[Devel] Re: [PATCH 1/1] RFC: taking a crack at targeted capabilities
Eric W. Biederman
ebiederm at xmission.com
Wed Jan 6 08:56:42 PST 2010
"Serge E. Hallyn" <serue at us.ibm.com> writes:
> So i was thinking about how to safely but incrementally introduce
> targeted capabilities - which we decided was a prereq to making VFS
> handle user namespaces - and the following seemed doable. My main
> motivations were (in order):
>
> 1. don't make any unconverted capable() checks unsafe
> 2. minimize performance impact on non-container case
> 3. minimize performance impact on containers
My motivation is a bit different. I would like to get to the
unprivileged creation of new namespaces. It looks like this gets us
90% of the way there, with only potential uid confusion issues left.
I still need to handle getting all caps after creation but otherwise I
think I have a good starter patch that achieves all of your goals.
Of course kill_permission needs the checks you have suggested as well.
Eric
>From db104af741b5f0a2f128688905498cae68fbbde2 Mon Sep 17 00:00:00 2001
From: Eric W. Biederman <ebiederm at xmission.com>
Date: Wed, 6 Jan 2010 08:26:21 -0800
Subject: [PATCH] security: Make capabilities relative to the user namespace.

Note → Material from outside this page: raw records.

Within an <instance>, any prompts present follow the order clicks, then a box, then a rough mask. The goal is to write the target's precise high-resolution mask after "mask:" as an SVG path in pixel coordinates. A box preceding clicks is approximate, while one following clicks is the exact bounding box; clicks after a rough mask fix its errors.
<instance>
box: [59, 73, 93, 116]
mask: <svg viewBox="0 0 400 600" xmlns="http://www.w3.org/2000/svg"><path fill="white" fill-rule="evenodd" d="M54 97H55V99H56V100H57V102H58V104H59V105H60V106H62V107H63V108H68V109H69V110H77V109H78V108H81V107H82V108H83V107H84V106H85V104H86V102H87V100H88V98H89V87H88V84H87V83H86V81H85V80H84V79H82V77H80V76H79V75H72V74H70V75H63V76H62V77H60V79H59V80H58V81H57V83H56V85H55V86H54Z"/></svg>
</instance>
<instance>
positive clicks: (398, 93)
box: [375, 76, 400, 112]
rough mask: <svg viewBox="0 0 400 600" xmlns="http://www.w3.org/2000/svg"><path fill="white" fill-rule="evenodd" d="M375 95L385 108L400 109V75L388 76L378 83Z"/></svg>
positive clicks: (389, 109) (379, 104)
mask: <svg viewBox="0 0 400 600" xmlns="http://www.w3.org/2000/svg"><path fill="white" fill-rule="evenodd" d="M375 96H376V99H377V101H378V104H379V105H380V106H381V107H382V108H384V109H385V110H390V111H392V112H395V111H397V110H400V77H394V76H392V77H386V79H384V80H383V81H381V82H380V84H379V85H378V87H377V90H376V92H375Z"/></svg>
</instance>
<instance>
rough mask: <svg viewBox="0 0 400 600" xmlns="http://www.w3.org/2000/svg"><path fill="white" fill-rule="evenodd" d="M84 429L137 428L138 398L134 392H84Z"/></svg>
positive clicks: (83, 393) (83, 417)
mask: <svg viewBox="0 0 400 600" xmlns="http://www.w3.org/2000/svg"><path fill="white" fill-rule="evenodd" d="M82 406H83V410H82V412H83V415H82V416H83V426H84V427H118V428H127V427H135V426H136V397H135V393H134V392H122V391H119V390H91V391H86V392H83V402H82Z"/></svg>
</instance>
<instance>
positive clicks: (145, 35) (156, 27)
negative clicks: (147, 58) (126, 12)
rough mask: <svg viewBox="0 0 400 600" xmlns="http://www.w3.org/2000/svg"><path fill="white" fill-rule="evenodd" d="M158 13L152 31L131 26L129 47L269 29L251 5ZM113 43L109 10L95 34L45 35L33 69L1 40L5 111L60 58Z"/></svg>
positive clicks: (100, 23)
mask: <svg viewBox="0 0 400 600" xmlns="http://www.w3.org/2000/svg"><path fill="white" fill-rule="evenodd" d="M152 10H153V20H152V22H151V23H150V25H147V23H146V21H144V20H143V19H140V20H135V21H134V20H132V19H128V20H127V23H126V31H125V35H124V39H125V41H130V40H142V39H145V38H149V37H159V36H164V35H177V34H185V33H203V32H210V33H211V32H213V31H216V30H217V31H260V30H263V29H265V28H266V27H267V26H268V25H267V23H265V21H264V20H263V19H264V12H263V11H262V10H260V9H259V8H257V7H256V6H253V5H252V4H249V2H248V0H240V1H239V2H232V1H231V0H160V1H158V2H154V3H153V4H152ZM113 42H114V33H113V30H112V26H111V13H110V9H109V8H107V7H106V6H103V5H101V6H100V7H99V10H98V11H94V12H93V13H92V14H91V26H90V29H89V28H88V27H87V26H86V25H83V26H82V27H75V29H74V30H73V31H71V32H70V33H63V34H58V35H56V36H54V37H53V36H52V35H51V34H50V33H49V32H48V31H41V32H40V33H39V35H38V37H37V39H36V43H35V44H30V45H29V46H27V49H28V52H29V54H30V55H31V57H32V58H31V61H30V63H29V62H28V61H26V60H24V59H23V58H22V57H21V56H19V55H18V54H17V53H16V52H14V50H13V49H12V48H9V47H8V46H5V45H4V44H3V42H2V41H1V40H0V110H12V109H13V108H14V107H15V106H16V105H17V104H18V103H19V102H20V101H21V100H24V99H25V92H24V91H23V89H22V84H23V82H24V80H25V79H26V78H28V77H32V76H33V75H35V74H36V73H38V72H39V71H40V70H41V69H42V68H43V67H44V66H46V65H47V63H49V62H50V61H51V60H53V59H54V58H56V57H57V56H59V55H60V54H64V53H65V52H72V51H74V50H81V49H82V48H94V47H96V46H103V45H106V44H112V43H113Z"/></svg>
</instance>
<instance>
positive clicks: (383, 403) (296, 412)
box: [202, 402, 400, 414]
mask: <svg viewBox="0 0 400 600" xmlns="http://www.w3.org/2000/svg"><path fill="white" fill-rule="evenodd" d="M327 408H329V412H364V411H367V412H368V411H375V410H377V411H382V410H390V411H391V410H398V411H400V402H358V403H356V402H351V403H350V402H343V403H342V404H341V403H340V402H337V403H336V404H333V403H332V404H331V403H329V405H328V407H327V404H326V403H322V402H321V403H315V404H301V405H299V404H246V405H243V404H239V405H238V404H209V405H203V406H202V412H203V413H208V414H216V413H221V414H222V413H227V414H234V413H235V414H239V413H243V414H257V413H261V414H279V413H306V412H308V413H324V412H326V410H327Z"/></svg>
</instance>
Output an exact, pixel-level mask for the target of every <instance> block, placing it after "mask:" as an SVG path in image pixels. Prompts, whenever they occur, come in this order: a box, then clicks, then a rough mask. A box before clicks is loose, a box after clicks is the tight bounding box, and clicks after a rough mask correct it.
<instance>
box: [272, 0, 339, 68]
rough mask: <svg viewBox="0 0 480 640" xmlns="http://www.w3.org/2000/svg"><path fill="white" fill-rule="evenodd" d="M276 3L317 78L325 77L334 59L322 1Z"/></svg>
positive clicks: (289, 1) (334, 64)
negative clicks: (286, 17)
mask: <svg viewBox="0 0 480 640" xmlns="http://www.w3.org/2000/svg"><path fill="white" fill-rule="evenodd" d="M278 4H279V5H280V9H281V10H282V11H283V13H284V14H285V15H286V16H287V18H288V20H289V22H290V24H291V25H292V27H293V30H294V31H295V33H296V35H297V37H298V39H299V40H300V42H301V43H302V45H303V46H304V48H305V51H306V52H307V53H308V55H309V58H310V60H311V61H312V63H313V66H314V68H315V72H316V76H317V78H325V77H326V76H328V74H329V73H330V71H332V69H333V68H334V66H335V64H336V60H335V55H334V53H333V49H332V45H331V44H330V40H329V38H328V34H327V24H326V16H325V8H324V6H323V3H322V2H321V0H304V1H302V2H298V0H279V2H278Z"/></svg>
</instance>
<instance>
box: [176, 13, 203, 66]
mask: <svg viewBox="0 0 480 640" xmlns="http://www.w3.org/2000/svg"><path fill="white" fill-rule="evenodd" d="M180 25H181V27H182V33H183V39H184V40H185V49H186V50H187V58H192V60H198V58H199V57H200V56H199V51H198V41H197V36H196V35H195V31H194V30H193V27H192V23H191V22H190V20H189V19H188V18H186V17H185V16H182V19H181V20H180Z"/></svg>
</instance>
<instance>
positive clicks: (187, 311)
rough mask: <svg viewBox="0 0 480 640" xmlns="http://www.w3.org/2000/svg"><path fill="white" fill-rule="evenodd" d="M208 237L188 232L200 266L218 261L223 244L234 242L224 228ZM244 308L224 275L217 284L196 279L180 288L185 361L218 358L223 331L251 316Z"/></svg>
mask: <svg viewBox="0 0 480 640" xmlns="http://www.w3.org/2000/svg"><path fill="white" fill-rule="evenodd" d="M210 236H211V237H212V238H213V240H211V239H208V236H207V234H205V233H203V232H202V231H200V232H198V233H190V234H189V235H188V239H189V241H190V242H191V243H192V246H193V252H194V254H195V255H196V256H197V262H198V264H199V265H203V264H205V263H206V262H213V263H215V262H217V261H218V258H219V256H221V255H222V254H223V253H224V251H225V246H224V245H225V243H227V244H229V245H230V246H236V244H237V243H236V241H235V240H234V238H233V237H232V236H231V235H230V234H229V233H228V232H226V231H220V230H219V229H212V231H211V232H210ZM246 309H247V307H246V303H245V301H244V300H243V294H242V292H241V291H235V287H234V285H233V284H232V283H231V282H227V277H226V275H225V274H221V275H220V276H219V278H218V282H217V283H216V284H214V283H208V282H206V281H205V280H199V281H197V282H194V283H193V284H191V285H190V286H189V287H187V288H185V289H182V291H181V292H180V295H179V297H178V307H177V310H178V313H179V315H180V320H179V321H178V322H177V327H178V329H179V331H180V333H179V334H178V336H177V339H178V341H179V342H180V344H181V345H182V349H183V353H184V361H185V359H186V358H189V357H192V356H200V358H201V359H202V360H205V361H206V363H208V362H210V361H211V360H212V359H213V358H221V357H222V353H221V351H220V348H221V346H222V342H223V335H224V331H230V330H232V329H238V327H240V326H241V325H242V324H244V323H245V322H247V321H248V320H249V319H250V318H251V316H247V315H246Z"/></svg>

- Introduce ns_capable to test for a capability in a non-default
user namespace.
- Teach cap_capable to handle capabilities in a non-default
user namespace.
Signed-off-by: Eric W. Biederman <ebiederm at xmission.com>
---
include/linux/capability.h | 6 ++++--
include/linux/security.h | 12 +++++++-----
kernel/capability.c | 22 ++++++++++++++++++++--
security/commoncap.c | 40 +++++++++++++++++++++++++++++++++-------
security/security.c | 12 ++++++------
security/selinux/hooks.c | 14 +++++++++-----
6 files changed, 79 insertions(+), 27 deletions(-)

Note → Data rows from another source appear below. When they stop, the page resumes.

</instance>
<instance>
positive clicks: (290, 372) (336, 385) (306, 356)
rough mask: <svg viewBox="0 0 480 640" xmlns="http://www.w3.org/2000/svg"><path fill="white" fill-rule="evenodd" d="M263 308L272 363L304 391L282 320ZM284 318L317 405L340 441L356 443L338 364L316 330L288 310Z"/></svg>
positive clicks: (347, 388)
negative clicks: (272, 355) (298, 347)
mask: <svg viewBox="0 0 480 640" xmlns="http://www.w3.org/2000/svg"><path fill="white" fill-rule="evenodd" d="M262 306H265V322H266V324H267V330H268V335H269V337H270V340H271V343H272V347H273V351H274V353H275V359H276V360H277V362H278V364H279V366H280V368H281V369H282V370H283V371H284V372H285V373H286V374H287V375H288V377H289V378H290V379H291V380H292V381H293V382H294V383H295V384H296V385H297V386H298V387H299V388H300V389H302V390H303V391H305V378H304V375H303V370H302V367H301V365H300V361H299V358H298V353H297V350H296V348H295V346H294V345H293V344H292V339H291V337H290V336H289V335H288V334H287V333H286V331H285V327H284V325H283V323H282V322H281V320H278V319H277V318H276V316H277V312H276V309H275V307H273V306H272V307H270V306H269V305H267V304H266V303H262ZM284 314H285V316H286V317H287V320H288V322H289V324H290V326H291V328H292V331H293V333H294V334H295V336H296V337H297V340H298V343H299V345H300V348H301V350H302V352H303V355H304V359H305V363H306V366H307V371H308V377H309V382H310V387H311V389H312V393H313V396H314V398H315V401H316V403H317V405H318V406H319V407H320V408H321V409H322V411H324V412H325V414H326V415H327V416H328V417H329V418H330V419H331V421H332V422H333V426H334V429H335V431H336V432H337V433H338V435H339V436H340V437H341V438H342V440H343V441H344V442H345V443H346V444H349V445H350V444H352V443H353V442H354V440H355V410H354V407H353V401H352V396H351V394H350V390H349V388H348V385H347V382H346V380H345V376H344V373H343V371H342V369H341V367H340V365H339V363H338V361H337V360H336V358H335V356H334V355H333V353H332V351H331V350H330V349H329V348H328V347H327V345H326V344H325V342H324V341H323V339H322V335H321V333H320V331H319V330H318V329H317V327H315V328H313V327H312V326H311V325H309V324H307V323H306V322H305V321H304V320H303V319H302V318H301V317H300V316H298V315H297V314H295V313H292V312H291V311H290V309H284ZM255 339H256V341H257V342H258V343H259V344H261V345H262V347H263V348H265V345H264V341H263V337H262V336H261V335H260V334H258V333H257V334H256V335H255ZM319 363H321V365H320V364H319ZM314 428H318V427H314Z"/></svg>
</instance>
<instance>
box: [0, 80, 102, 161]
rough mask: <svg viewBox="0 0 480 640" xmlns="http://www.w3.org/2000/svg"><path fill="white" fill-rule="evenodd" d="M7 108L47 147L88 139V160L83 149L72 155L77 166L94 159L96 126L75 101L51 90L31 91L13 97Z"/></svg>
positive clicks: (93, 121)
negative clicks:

diff --git a/include/linux/capability.h b/include/linux/capability.h
index 39e5ff5..89572b2 100644
--- a/include/linux/capability.h
+++ b/include/linux/capability.h
@@ -544,7 +544,7 @@ extern const kernel_cap_t __cap_init_eff_set;
*
* Note that this does not set PF_SUPERPRIV on the task.
*/
-#define has_capability(t, cap) (security_real_capable((t), (cap)) == 0)
+#define has_capability(t, cap) (security_real_capable((t), &init_user_ns, (cap)) == 0)
/**
* has_capability_noaudit - Determine if a task has a superior capability available (unaudited)
@@ -558,9 +558,11 @@ extern const kernel_cap_t __cap_init_eff_set;
* Note that this does not set PF_SUPERPRIV on the task.
*/
#define has_capability_noaudit(t, cap) \
- (security_real_capable_noaudit((t), (cap)) == 0)
+ (security_real_capable_noaudit((t), &init_user_ns, (cap)) == 0)
+struct user_namespace;
extern int capable(int cap);
+extern int ns_capable(struct user_namespace *ns, int cap);
/* audit system wants to get cap info from files as well */
struct dentry;
diff --git a/include/linux/security.h b/include/linux/security.h
index 2c627d3..f44932f 100644
--- a/include/linux/security.h
+++ b/include/linux/security.h
@@ -45,13 +45,14 @@
struct ctl_table;
struct audit_krule;
+struct user_namespace;
/*
* These functions are in security/capability.c and are used
* as the default capabilities functions
*/
extern int cap_capable(struct task_struct *tsk, const struct cred *cred,
- int cap, int audit);
+ struct user_namespace *ns, int cap, int audit);
extern int cap_settime(struct timespec *ts, struct timezone *tz);
extern int cap_ptrace_access_check(struct task_struct *child, unsigned int mode);
extern int cap_ptrace_traceme(struct task_struct *parent);
@@ -1327,6 +1328,7 @@ static inline void security_free_mnt_opts(struct security_mnt_opts *opts)
* credentials.
* @tsk contains the task_struct for the process.
* @cred contains the credentials to use.
+ * @ns contains the user namespace we want the capability in
* @cap contains the capability <include/linux/capability.h>.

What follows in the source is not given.